Search code examples
cmakec++20simdtbbg++12

what brings about a dependency on tbb?


Using g++12 and CMake. I have a source file

holes5.cpp

which does not

#include <execution>

and does not need to link to tbb. Now if I add

#include <execution>

it does not require linking to tbb either. So what exact step does it take to start depending on tbb (thus requiring linking to tbb). I am confused.

Installed tbb via

sudo apt install libtbb-dev

In CMakeList.txt:

list(APPEND CMAKE_MODULE_PATH "deps/tbb/cmake/")
find_package(TBB REQUIRED)

set (SOURCES holes5.cpp)
add_executable(holes5 ${SOURCES})

set (SOURCES par_unseq.cpp)
add_executable(par_unseq ${SOURCES})
target_link_libraries(par_unseq PUBLIC TBB::tbb)

par_unseq.cpp:

#include <cstdint>
#include <iostream>
#include <chrono>
#include <cmath>
#include <numeric>
#include <utility>
#include <algorithm>
#include <execution>
using namespace std;

double f(double x) noexcept
{
        const int N = 1000;
        for (int i = 0; i < N; ++i) {
            x = log2(x);
            x = cos(x);
            x = x * x + 1;
        }
        return x;
}

double sum(const vector<double>& vec)
{
        double sum = 0;
        for (auto x : vec)
            sum += x;
        return sum;
}

int main()
{
        cout << "Hey! Your machine has " << thread::hardware_concurrency() << " cores!\n";
    // Make an input vector.
    const int N = 1000000;
    vector<double> vecInput(N);
    for (int i = 0; i < N; ++i)
        vecInput[i] = i + 1;

    {   // Case #1: Plain transform, no parallelism.
        auto startTime = chrono::system_clock::now();
        vector<double> vecOutput(N);
        transform(vecInput.cbegin(), vecInput.cend(), vecOutput.begin(), f);
        auto endTime = chrono::system_clock::now();
        chrono::duration<double> diff = endTime - startTime;
        cout << "1. sum = " << sum(vecOutput) << ", time = " << diff.count() << "\n";
    }
    {   // Case #2: Transform with parallel unsequenced.
        vector<double> vecOutput(N);
        auto startTime = chrono::system_clock::now();
        transform(execution::par_unseq,
                    vecInput.cbegin(), vecInput.cend(), vecOutput.begin(), f);
        auto endTime = chrono::system_clock::now();
        chrono::duration<double> diff = endTime - startTime;
        cout << "2. sum = " << sum(vecOutput) << ", time = " << diff.count() << "\n";
    }

}

/* Output:
    Hey! Your machine has 4 cores!
    1. sum = 1.60346e+06, time = 43.7997
    2. sum = 1.60346e+06, time = 10.8235
*/

Solution

  • According to the libstdc++ documentation (see Note 3), you must link -ltbb whenever you include the <execution> header.
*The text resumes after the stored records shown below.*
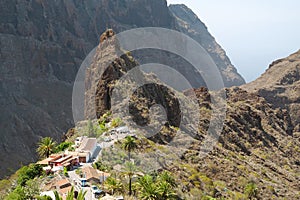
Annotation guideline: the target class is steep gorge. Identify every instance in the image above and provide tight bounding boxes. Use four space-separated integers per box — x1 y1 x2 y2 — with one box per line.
0 0 244 178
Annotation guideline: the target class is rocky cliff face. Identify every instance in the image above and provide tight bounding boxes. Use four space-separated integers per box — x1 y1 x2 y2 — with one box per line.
90 58 300 199
242 50 300 131
178 87 300 199
85 30 184 145
169 4 245 87
84 29 139 119
0 0 244 178
85 31 299 198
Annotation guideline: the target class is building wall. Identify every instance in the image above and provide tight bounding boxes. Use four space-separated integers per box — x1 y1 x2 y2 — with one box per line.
79 156 86 163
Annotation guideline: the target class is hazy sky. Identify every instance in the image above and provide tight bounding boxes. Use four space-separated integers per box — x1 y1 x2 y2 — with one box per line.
167 0 300 82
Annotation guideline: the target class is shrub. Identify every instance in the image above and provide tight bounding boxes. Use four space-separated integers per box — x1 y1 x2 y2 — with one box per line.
17 164 43 186
75 168 82 176
93 160 112 172
36 196 52 200
87 120 95 137
201 195 216 200
244 182 258 199
55 142 73 153
111 117 123 128
63 167 69 177
0 179 11 193
4 186 25 200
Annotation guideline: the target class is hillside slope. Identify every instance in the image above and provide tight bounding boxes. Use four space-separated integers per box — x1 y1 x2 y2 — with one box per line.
175 87 300 199
84 32 300 199
0 0 244 177
242 50 300 130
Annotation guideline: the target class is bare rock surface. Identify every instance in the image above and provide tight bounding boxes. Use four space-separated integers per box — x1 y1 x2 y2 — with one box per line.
242 50 300 129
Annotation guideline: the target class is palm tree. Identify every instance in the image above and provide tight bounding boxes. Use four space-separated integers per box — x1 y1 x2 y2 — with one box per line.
137 172 177 200
122 161 139 196
37 137 57 158
53 187 86 200
157 171 176 188
53 190 62 200
104 176 123 195
122 136 137 160
156 171 177 200
137 175 158 200
76 189 87 200
156 181 176 200
65 187 74 200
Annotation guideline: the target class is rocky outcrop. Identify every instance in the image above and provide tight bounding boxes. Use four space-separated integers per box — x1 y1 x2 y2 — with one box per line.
180 87 300 199
169 4 245 87
89 38 299 198
85 30 139 119
0 0 244 178
242 50 300 130
85 30 183 144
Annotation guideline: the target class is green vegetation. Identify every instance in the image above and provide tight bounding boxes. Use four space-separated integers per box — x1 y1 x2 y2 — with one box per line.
201 196 217 200
122 161 138 196
54 141 73 153
244 182 258 199
75 168 82 176
104 176 123 195
93 160 112 172
63 167 69 177
4 164 43 200
17 164 43 187
53 186 86 200
37 137 57 158
137 174 157 199
37 136 74 158
1 113 271 200
97 111 111 133
137 171 177 200
122 136 137 160
87 119 95 137
111 117 124 128
36 195 52 200
5 185 27 200
98 134 178 199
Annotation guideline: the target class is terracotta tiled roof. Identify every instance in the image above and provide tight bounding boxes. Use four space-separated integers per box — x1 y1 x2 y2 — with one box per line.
37 154 62 165
82 166 100 180
37 158 52 165
61 156 77 167
81 166 110 182
53 155 73 163
56 179 71 188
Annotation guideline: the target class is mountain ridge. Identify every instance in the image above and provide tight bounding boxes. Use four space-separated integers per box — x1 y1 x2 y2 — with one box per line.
1 20 300 200
77 40 300 198
0 0 244 178
242 49 300 130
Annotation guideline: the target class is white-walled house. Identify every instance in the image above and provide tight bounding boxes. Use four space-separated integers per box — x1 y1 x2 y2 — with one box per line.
74 137 98 163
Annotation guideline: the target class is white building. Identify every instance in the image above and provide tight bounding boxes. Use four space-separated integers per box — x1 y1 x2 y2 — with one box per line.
72 137 98 163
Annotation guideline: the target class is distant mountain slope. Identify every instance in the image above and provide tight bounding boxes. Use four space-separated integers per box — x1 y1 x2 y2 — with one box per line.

    If you don't actually use any of the functions from <execution>, or you do but the compiler manages to inline them all, then your program might link even without -ltbb. This might be dependent on a specific version of the header or library, compiler version, or compilation options. And even then, it does not guarantee that the program will work correctly. It could be that including the header changes the compilation in some way, and that -ltbb includes initialization code needed for this to work correctly. Even if it doesn't now, it might in the future.

    So I think the answer is very simple: if you include the header, link the library. If you don't need the <execution> features, then don't include the header in the first place.